Ingredients: wheat flour 25g boiling water 5g cold water 2g edible oil. Appropriate amount of auxiliary materials: roasted sausage, 2 oil lettuce, 1 piece of Chili sauce, 1 spoon of tomato sauce. Processing technology: 1. Pour freshly boiled water into wheat flour, stir it with chopsticks while pouring it, and finally 3min it into a small snowflake shape. 2. Let it dry a little, add cold water to knead it into dough, and add appropriate amount of oil to knead it into a very loose dough. 3. Divide into equal shares. 4, take a roll thin, very thin, can show the lower chopping board 5, brush a layer of oil, sprinkle some salt
and gradually fold it from one end to the other, like a folding fan. 7, after it becomes long, take one end as the core, and rotate and wrap it into a cake shape. 8. Improved cakes 9. Each cake shape is put into a bag. Eat now and don't put the bag. Really fry 1, take a portion, press it flat, roll it thin 11, fry a little oil in the wok with low fire 2, turn it upside down. 2, Tip:
I just add the right amount of oil while kneading the dough, but there is no accurate amount. In short, it is good that the loose dough does not stick to your hands. 2, You can make more at a time, and just put the dough in the refrigerator and take it out for frying. The noodles are very loose. When frying, you can press the cake with a shovel to adjust the appearance. 4. It is suggested to use animal oil or unsalted butter, so the taste will be crisper. 3. Indian flying cake
Ingredients: 5 grams of gluten flour, auxiliary materials: 5 grams of salt, 1 grams of edible oil, 1 white sugar from Apple, 5 grams of sesame seeds, 5 grams of gluten flour, 5 grams of salt, 26ml of warm water. Knead the dough into soft and smooth dough. 2. Divide the kneaded dough into four or five bun skins.

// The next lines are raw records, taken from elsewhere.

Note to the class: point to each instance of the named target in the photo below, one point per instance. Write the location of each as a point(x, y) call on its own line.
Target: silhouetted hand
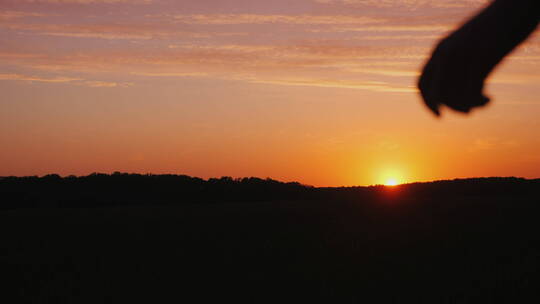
point(451, 77)
point(456, 73)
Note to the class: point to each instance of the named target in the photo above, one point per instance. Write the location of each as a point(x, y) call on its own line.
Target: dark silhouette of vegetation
point(166, 238)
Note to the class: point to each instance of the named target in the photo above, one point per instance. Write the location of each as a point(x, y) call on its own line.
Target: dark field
point(469, 241)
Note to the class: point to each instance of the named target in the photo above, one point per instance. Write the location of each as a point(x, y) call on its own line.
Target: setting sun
point(391, 182)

Knead each dough round, oil it, put it in a dish, wrap it with plastic wrap, and put it in a refrigerator for over an hour. 3. Take down the small dough, put it on a chopping board, squeeze it flat by hand, and drag it around with the palm of your hand pressing the chaotic skin to produce a pancake shape.
The hand gently mentions that the edge of the chaotic skin is pulled outward, and it is pulled open in every direction, becoming a paper-thin hydrating mask, even if there are rotten holes in some positions, it is irrelevant. 5. Sprinkle white sugar first, according to personal preference, sprinkle appropriate amount of white sugar, then sprinkle apple granules cut into fine dices, and then sprinkle mashed peanuts and black sesame seeds.

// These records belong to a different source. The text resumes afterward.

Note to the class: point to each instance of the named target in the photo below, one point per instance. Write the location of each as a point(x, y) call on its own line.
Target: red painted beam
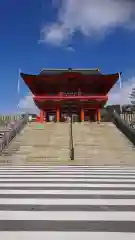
point(47, 97)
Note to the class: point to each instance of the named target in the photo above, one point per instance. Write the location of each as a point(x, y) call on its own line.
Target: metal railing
point(71, 144)
point(123, 126)
point(11, 132)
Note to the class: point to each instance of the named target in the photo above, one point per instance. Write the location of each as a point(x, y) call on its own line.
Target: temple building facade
point(61, 93)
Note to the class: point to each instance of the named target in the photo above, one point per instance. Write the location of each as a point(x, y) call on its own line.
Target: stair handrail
point(12, 132)
point(71, 144)
point(123, 126)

naturally, if you like to eat salty and delicious food, you can sprinkle it with sauteed meat foam or diced sausage, pork floss, dried shrimps skin, onion, white pepper, and then sprinkle it with chopped flowers and white sesame seeds. That's a salty and delicious flying cake!

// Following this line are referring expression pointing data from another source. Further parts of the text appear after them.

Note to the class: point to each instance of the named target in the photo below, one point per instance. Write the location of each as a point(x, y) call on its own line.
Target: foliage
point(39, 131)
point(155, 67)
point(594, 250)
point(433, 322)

Fold it gradually, from both sides to the center, and fold it like this, and then fold it from both sides to the center. 8. Finally, fold it into a rectangular shape. Boil the bottom pot, pour in five to six saucers of oil, and keep the temperature at 6% to 7% with medium and small fire. 9. Put in the folded Indian flying cake, and pull the four corners with both hands to unfold it and set the shape. Fry until one side turns slightly yellow, scoop it up with a shovel, turn it over and fry it again. 1. You must turn it over frequently, fry it into double-sided golden yellow, take it out of the pan, drain off unnecessary oil, and use oil-absorbing paper to absorb vegetable oil, slice it and set it on the plate.